The mathematics test, for example, will ask three types of questions to gather data on student use of calculators.
In one type, such devices would be useless in solving the problem; in another, either a calculator or paper-and-pencil computation could be used; and in a third, students would be virtually unable to answer the questions without the tools.
Such questions go beyond traditional tests by assessing students' abilities to determine whether a calculator is appropriate for solving problems, according to Ms. Mullis.
"Can they engage in complex problem-solving using calculators as a tool to help them in their endeavors?" she asked.
In addition to the calculator problems, the math test also includes a component requiring students to estimate their answers, a skill math educators consider vital.
In such questions, assessors will use audiotapes to pace students through questions, providing too little time for calculation.
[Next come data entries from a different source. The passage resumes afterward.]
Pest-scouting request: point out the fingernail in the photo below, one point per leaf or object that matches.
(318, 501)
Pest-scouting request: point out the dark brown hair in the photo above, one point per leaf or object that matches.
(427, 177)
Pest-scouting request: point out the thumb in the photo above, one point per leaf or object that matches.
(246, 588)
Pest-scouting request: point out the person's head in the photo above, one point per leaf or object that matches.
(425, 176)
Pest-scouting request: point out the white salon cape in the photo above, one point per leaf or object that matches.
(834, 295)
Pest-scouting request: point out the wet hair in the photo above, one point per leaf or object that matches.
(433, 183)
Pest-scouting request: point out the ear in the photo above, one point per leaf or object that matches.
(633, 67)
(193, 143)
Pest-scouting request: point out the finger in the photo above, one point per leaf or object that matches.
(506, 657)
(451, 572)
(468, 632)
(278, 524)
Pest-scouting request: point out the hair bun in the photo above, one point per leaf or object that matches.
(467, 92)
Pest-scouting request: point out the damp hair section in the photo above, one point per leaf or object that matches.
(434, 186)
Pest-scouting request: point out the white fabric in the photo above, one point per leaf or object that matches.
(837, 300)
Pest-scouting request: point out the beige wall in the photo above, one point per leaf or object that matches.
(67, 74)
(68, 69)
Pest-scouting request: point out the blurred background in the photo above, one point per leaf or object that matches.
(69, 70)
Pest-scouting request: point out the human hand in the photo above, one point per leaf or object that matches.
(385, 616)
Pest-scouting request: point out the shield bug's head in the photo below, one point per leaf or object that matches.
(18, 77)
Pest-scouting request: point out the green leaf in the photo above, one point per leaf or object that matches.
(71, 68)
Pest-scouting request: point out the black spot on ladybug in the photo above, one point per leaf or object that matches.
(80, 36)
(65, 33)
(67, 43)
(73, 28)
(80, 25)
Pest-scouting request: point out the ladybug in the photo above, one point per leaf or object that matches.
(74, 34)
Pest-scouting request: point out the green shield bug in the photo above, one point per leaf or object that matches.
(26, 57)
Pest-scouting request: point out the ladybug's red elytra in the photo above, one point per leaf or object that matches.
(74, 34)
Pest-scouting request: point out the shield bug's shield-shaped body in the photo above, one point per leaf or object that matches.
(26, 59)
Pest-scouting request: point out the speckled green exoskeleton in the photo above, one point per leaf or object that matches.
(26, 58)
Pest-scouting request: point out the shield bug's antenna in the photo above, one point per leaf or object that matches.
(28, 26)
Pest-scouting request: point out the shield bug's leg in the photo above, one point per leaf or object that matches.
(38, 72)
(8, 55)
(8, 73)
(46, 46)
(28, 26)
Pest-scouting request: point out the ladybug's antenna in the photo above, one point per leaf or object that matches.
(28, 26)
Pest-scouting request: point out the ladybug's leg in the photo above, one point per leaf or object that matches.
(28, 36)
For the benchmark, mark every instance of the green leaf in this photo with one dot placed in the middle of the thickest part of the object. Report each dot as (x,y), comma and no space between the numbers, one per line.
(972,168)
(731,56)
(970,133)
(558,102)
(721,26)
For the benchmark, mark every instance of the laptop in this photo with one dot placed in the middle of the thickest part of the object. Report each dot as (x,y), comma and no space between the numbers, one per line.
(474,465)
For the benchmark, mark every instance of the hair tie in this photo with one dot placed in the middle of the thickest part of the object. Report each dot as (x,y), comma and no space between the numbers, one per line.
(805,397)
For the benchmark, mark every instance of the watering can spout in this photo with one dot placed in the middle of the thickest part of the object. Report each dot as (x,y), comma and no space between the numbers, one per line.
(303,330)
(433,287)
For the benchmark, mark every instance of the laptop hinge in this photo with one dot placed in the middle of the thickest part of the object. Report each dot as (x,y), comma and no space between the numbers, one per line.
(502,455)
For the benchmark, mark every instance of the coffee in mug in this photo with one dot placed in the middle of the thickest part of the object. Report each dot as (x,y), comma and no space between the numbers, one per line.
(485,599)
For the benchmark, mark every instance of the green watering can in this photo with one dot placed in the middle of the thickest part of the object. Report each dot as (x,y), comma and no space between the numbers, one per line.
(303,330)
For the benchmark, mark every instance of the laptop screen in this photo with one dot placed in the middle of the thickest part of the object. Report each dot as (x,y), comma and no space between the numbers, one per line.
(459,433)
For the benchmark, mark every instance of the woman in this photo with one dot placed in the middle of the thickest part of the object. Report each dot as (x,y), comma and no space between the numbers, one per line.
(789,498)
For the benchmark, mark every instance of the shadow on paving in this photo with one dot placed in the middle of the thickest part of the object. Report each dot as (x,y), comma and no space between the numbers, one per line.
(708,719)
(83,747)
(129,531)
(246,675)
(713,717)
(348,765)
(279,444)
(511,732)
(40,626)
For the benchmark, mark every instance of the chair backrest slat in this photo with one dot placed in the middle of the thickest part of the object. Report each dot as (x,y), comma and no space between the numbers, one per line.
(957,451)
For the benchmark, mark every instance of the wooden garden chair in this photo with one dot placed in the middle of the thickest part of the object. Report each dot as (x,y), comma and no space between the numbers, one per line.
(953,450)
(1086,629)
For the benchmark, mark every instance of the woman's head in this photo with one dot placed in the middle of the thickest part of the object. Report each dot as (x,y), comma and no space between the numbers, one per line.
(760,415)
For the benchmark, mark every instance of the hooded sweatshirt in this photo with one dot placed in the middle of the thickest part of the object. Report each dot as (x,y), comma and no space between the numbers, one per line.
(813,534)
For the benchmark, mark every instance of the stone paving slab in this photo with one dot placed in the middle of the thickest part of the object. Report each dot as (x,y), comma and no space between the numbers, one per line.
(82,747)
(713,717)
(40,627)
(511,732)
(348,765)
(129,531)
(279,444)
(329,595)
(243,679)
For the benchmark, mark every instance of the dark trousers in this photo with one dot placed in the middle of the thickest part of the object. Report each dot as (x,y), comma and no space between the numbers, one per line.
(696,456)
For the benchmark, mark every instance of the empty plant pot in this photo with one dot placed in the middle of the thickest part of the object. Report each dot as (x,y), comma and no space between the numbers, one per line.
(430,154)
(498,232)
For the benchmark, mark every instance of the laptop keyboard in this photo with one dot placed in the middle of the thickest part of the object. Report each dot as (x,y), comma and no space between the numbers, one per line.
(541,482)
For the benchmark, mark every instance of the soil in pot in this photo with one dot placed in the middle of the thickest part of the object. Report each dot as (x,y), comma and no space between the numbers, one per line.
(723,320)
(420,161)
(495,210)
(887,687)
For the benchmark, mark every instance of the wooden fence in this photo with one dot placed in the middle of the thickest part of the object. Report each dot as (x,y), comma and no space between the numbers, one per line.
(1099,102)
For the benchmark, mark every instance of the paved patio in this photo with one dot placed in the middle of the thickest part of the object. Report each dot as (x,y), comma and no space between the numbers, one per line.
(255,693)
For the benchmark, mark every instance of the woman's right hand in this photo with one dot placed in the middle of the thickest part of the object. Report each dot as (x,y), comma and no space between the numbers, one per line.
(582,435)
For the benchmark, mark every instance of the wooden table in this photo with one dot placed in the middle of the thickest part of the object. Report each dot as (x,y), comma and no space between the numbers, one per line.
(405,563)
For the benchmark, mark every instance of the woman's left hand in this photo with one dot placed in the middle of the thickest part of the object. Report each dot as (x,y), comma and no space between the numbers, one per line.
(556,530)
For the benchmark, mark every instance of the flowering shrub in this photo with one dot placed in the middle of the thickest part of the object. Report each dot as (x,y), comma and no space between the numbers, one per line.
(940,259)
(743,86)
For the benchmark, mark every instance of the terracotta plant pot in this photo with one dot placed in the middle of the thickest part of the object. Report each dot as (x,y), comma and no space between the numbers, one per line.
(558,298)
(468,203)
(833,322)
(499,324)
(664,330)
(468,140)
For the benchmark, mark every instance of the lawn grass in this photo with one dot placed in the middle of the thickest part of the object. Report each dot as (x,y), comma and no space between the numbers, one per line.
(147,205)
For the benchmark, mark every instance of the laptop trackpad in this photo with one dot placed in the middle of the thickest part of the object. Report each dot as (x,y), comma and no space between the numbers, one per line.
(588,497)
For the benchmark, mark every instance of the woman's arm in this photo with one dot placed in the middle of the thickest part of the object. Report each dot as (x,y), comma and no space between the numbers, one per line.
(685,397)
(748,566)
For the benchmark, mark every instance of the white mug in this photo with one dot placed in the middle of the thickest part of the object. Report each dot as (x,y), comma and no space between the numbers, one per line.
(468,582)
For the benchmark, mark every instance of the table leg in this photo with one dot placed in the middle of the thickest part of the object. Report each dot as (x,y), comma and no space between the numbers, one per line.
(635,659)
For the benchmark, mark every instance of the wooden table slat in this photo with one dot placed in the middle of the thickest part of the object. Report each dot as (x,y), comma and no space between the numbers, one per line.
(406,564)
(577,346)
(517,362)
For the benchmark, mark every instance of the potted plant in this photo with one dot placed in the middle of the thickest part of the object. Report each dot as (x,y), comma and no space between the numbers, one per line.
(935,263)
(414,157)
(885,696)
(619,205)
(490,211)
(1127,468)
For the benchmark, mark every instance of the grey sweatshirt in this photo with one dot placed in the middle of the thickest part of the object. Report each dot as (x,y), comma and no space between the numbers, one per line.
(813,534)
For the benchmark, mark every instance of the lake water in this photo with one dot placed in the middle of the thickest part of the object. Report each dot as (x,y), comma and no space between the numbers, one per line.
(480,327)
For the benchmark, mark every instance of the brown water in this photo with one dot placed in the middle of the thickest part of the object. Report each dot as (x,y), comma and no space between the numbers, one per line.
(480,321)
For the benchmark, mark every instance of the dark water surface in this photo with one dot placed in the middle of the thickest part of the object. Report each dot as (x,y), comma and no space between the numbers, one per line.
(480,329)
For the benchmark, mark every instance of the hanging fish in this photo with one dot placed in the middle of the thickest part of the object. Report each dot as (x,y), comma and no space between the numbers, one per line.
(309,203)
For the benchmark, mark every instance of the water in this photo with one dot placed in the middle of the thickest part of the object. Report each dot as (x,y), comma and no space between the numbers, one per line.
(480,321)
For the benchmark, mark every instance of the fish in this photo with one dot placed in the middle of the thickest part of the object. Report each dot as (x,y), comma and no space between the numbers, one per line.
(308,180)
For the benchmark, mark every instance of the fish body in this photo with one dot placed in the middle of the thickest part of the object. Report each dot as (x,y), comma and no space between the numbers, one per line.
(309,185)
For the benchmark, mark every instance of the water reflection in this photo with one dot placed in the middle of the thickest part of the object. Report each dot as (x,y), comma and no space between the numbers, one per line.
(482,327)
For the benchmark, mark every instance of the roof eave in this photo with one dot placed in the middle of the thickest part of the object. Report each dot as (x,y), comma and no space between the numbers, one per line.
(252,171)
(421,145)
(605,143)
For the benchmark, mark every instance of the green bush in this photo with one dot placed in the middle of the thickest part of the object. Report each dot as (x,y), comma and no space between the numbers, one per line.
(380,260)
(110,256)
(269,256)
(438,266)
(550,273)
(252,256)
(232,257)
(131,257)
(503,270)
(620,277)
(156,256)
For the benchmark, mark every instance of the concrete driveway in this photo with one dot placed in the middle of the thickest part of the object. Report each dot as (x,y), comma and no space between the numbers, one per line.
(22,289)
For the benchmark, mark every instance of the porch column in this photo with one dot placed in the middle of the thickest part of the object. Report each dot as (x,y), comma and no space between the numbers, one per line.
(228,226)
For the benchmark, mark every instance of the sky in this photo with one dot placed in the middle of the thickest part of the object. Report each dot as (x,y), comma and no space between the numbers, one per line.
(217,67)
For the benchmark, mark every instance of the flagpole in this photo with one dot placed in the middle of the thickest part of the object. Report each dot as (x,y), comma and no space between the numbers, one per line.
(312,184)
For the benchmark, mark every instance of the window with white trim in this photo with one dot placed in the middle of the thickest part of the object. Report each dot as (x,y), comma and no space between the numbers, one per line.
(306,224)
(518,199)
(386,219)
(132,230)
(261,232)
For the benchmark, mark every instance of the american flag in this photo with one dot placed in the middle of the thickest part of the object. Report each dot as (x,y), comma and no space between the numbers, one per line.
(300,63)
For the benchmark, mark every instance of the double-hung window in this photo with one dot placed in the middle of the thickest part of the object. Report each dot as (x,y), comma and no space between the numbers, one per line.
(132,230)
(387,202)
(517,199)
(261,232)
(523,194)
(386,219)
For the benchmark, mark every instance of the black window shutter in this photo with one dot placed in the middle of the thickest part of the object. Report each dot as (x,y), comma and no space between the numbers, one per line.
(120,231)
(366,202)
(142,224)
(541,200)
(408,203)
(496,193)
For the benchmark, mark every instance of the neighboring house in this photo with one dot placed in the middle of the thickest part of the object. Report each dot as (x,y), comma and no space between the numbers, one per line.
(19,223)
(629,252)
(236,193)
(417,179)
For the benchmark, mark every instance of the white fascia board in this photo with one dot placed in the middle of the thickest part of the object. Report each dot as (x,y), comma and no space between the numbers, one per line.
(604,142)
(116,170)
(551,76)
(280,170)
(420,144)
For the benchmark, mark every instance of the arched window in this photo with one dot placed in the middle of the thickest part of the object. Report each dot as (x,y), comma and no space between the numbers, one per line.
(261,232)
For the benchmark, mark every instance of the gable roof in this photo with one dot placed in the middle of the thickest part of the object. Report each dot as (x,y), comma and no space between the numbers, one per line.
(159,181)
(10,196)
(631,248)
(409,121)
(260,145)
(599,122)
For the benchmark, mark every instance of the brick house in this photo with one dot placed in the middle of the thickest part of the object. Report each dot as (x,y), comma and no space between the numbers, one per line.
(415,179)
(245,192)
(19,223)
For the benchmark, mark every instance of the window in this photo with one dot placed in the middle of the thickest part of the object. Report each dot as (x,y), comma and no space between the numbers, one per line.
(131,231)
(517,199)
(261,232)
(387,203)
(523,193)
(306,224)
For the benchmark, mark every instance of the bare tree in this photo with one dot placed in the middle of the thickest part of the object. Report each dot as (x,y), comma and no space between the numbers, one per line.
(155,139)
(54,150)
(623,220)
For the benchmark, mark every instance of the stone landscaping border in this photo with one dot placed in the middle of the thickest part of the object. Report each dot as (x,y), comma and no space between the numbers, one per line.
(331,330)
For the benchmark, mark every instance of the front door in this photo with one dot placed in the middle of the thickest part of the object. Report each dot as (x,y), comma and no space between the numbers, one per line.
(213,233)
The math test will also include a variety of open-ended questions that are aimed at measuring students' understanding of mathematical concepts. Such questions may, for example, ask students to describe a geometric figure to someone who cannot see it; to represent algebraic equations graphically; or to write short explanations for their answers.
In science, the test will include questions that require figural responses, such as asking students to trace the circulatory system or to draw what would happen when a man's glasses fall off his face while he is running.
Such questions test students' ability to apply their knowledge to real-world situations, Ms. Mullis said.
Grant Wiggins, director of research for Consultants on Learning, Assessment, and School Structure, or class, an education firm based in Rochester, N.Y., and an expert on performance testing, praised the NAEP innovations as a good first step.
"The tasks I have seen are all headed in the right direction," he said.
However, he noted they fall short of measuring genuine performance because the tasks test student abilities outside the context of the classroom.
"Students are never given adequate time to do authentic work," he said. "You can't write an essay in 10 minutes from scratch."
In addition, Mr. Wiggins questioned whether students will perform at their best, since they and their schools have no stake in the results.
'Just a Toddler'
Mr. Finn, the governing board's chairman, acknowledged that NAEP can do more to ensure that the assessment reflects student performance, and said that the project will continue to move toward the use of performance testing.
"I'm not that proud of where NAEP is in 1990," he said. "NAEP is just a toddler heading in the direction of maturity."